The purpose of this action is to procure the classification and payment of the claim as a trust fund in preference to depositors. It was commenced and prosecuted on the theory that deposit of the funds was made and kept in the bank in violation of the public depository law, and particularly secs. 55-112 and55-113 thereof, in that the bonds and other securities placed in custody of the county auditor to secure the deposit, did not conform to the requirements of the statute.
The trial judge held securities of the face value of $12,400, so placed with the county auditor, were not of kind and character required by law and, to that extent, the security was unlawful; that from these unlawful securities, respondents had collected $804.37, and adjudged and decreed $11,595.63 of their claim to be a trust fund and that they be given preference in payment thereof provided for in subdivision 2 of section 25-915. The remainder of the claim was decreed to be a general deposit, payable as provided in subdivision 3 of that section.
Appellants have appealed from that part of the judgment wherein a portion of the claim was decreed to be a trust fund, and respondents have appealed from that part thereof wherein their claim, in excess of $11,595.63, was decreed to be a general deposit.
An examination of the record leaves no doubt that the money involved herein was placed and kept on deposit in the bank in violation of the statute, in that the securities delivered to the auditor to insure their payment were inadequate, and many of them were not of a kind to meet the statutory requirements.

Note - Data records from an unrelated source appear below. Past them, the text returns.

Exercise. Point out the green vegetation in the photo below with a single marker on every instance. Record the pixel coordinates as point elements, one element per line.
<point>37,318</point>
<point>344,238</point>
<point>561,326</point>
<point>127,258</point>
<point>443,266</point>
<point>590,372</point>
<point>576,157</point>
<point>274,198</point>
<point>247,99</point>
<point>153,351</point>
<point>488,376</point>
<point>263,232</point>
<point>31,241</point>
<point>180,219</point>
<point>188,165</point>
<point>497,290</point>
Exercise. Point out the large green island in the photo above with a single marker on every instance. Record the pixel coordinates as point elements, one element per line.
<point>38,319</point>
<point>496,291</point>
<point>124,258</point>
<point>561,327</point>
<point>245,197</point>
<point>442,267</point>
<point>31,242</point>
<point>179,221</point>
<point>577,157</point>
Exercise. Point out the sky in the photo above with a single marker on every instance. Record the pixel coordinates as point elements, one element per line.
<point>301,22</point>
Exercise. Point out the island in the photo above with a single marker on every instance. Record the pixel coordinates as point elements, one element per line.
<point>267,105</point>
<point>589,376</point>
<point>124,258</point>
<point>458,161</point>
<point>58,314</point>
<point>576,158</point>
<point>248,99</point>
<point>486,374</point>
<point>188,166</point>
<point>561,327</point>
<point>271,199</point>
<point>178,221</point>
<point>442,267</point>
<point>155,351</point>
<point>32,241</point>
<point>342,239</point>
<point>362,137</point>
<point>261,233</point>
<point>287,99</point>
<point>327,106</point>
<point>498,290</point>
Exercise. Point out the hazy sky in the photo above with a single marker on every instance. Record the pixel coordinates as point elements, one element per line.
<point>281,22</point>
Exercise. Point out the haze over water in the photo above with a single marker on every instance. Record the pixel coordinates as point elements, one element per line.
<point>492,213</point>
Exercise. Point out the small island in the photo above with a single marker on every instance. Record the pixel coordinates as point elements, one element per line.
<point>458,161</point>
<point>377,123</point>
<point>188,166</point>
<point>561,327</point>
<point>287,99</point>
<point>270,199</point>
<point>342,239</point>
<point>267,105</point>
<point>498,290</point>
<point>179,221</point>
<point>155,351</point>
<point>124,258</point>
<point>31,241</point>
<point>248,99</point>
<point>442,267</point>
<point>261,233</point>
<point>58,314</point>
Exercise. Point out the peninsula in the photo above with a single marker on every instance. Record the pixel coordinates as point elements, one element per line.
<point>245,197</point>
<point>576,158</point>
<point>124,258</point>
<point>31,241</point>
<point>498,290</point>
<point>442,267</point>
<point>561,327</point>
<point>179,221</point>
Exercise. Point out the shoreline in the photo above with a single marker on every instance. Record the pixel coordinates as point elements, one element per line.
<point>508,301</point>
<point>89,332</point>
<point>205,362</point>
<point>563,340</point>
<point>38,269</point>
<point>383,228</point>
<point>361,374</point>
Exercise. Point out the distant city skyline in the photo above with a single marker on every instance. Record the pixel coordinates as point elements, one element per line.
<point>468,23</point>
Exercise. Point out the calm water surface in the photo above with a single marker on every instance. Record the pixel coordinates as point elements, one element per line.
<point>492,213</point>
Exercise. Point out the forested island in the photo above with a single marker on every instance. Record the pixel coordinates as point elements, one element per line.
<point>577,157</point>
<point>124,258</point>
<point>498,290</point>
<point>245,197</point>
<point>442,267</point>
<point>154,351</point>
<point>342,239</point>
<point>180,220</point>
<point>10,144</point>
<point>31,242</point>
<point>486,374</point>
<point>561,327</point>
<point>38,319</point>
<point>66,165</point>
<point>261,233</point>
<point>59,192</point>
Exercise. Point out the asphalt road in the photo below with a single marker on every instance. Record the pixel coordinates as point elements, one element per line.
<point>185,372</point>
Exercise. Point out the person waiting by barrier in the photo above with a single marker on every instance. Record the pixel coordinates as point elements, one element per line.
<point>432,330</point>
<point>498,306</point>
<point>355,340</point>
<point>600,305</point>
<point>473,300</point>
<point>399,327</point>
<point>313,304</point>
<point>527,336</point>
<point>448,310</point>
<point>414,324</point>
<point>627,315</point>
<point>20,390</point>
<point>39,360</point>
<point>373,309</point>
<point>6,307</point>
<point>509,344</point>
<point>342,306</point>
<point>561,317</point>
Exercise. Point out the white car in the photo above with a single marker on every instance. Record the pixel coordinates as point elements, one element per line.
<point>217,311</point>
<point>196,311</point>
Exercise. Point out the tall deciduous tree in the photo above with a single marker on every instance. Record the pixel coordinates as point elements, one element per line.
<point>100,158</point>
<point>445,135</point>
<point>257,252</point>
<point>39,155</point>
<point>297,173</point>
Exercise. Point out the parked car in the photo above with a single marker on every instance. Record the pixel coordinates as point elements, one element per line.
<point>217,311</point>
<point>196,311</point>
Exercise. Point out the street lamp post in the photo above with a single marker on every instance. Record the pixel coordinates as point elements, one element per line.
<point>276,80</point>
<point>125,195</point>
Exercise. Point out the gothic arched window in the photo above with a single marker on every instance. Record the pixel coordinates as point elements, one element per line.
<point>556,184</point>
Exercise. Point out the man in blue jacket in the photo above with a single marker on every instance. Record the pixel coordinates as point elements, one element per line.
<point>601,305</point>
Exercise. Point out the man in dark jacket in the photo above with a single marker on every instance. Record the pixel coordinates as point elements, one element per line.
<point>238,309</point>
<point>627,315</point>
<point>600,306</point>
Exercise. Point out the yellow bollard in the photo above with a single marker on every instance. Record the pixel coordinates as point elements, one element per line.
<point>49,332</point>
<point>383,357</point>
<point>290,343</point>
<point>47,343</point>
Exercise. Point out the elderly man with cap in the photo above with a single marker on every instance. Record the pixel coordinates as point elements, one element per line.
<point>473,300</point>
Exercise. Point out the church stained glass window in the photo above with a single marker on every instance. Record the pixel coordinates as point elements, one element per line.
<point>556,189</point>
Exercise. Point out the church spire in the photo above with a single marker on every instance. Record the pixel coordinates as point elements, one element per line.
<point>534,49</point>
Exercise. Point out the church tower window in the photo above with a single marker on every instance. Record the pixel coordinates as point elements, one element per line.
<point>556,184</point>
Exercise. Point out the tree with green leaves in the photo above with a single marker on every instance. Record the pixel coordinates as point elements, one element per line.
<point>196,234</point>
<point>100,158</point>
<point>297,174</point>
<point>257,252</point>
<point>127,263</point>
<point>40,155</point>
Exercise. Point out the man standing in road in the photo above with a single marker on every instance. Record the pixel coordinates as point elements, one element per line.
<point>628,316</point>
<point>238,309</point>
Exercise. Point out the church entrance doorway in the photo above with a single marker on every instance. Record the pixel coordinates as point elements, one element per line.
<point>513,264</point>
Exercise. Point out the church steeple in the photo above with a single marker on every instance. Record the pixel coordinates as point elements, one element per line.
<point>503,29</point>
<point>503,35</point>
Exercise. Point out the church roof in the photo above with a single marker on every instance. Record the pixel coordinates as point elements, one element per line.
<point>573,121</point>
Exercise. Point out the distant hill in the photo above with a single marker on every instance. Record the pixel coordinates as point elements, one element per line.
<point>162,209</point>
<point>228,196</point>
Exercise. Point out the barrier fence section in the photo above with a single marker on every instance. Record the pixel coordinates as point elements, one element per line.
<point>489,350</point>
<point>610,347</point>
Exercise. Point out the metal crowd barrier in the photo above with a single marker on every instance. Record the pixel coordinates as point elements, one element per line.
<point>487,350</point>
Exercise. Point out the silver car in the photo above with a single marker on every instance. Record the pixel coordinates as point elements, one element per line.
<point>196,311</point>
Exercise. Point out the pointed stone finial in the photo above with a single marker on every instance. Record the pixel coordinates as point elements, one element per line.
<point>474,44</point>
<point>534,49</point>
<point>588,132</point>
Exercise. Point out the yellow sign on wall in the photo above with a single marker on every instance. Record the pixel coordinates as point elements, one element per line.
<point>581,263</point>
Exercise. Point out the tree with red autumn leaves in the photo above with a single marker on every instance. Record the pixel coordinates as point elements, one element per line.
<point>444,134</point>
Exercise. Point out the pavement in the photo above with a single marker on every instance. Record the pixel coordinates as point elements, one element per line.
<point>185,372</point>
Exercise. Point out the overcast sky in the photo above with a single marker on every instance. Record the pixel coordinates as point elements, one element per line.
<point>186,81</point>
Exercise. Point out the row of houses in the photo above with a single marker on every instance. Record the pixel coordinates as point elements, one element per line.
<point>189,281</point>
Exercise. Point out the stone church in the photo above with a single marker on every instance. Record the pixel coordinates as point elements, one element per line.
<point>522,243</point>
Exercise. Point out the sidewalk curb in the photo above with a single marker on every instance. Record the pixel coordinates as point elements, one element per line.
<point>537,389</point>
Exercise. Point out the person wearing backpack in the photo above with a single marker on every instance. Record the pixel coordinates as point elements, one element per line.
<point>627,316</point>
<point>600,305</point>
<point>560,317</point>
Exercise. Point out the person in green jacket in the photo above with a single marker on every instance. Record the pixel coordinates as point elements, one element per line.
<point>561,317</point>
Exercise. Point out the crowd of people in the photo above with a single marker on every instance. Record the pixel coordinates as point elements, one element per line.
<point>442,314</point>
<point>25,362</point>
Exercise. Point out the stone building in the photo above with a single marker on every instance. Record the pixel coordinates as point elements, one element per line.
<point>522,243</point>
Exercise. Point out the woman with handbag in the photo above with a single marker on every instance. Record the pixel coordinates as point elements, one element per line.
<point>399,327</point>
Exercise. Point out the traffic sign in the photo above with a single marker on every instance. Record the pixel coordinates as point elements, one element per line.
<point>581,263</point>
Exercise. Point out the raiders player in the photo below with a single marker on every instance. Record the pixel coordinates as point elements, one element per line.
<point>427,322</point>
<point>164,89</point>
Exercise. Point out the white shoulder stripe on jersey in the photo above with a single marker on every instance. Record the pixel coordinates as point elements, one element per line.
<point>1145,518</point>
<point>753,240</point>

Although the deposit was made and maintained in violation of law it did not thereby become a trust fund. It *Page 315 does not appear, and it is not contended, fraud was practiced by the bank in the transaction, nor that the public officials, charged with the duty to exact and receive adequate, legal security, were in any way misled or taken advantage of, nor that they were not fully aware of the nature of the security given.
The facts of this case, viewed in the light of Bannock Countyv. Citizens B. T. Co., 53 Idaho 159, 22 P.2d 674, andIndependent School Dist. No. 1, of Benewah County, v.Diefendorf, ante, p. 191, 64 P.2d 393, overruling White v.Pioneer Bank Trust Co., 50 Idaho 589, 298 P. 933, constitute no basis for holding any part of the deposit a trust fund. The legislative intention that a deposit of public money in a bank, knowingly made by one having authority to make it, although unlawful, shall, in event of insolvency and liquidation of the bank, be classified as a general deposit and not as a trust fund, is clear and the statute to that effect is controlling.
The cause is remanded to the district court with direction to affirm the action of the commissioner, holding the funds in question to be a general deposit, subject to classification and payment pursuant to sec. 25-915, subdivision 3. No costs awarded.
Holden, Givens and Ailshie, JJ., concur.